Many parties agree new transmission is needed to support increased wind and solar integration. Transmission siting, approval and construction are long lead processes, and history indicates changing how we conduct these activities can be drawn out as well. There are measures utilities can focus on now to maintain grid performance as we strain to accommodate a varied and growing resource mix prior to major transmission expansion. The Eastern Interconnection Planning Collaborative (EIPC), composed of transmission planning coordinators responsible for the bulk power grid throughout the Eastern Interconnection, has identified such measures.

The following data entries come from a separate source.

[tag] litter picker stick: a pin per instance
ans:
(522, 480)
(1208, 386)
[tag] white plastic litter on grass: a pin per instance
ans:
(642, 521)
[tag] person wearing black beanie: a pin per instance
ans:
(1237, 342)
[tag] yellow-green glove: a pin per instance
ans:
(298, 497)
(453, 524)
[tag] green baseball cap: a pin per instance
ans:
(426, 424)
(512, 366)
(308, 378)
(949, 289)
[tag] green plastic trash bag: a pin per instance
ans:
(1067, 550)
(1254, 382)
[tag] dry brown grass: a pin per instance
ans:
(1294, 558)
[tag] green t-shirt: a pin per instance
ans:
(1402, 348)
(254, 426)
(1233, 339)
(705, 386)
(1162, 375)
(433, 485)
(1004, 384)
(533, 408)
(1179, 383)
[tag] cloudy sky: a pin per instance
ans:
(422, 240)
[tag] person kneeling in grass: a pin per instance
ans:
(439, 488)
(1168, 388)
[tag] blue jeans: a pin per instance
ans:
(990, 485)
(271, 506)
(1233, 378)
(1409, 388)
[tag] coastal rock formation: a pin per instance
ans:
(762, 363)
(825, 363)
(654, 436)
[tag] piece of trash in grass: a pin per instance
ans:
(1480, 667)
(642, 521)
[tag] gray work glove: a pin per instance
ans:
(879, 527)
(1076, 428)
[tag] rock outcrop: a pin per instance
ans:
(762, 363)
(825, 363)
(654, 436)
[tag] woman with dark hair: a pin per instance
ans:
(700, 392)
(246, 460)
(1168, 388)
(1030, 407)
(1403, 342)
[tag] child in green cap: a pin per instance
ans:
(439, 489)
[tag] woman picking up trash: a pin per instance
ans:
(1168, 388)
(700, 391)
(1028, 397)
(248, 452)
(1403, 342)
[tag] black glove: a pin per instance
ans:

EPIC reports that the retirement of legacy synchronous generators with strong transmission ties has decreased grid performance including steady-state thermal loading, voltage stability and transient stability. Utilities in areas with high DER activity and elsewhere are addressing these impacts by taking measures ranging from increased grid monitoring to implementing distribution automation protocols and even systemwide advanced distribution management systems. According to EPIC, utilities in the Eastern Interconnection serving two-thirds of the U.S. and Canada also need to conduct more sophisticated modeling to evaluate: changes in load composition and reserve requirements due to the addition of DERs; the effects of weather on variable resources; and how the changing mix of resources will affect system events. The Act contains over $6 billion for electric grid reliability and resilience research, development, and demonstration, but utilities must deliver reliable and cost-effective service now while that work is underway.
To facilitate new transmission development, the Act gives FERC broader transmission siting authority for new power line build-outs located along national interest transmission corridors. The corridors will be designated by a new Department of Energy Grid Deployment Authority in regions where it deems the public will benefit from additional transmission to relieve congestion and address other factors such as supply requirements. The Act also provides that the DOE can become an anchor tenant in new power lines like the process for justifying new gas transmission pipelines.
Aspects of the Act’s transmission siting provisions are reminiscent of FERC Order 1000. That order was passed in 2011 to overhaul transmission planning, cost allocation and competitive bidding for new projects. A cross section of parties were not satisfied with the results of Order 1000, and it is unclear whether sticking points, such as open competitive bidding, cost allocation, property rights, land use, and environmental impacts, will be solved with the new law. What appears inevitable is the collective time frame for awarding grants, conducting research, performing siting proceedings, and authorizing and constructing new transmission, as contemplated by the Act, may be a decade or longer.
This past July, FERC opened a proceeding to investigate how it can overhaul federal transmission policy, creating some hope that shorter term transmission related fixes may be possible. One issue several FERC commissioners sited as ripe for review is the interconnection review process. Many regions have huge backlogs, and a common criticism is a lack of standardized performance requirements for renewable resources with inverter-based control systems. A resolution in this one area could improve the approval process for new projects, and the performance expectations for existing plants, providing some relief during a comprehensive transmission overhaul and expansion.
A major goal of the Act is to increase access to renewable energy, while maintaining the reliability, efficiency, and affordability of electricity. Significant R&D spending and the replacement of depreciated infrastructure with new will challenge the ability of utilities to avoid rate increases. However, there are reasons to expect that long-term electric costs can be controlled. First, reported transmission congestion costs which amount to billions of dollars per year could be significantly reduced with strategic transmission additions. Second, increased competition resulting from more generators on our networks should help lower electricity costs based on experience. Now, regulators, grid operators, utilities, DERs and other stakeholders simply need to work collaboratively to expeditiously achieve the long-term benefits of increased electric infrastructure investment, including maintaining reliable service on an increasingly complex grid and reasonable rates.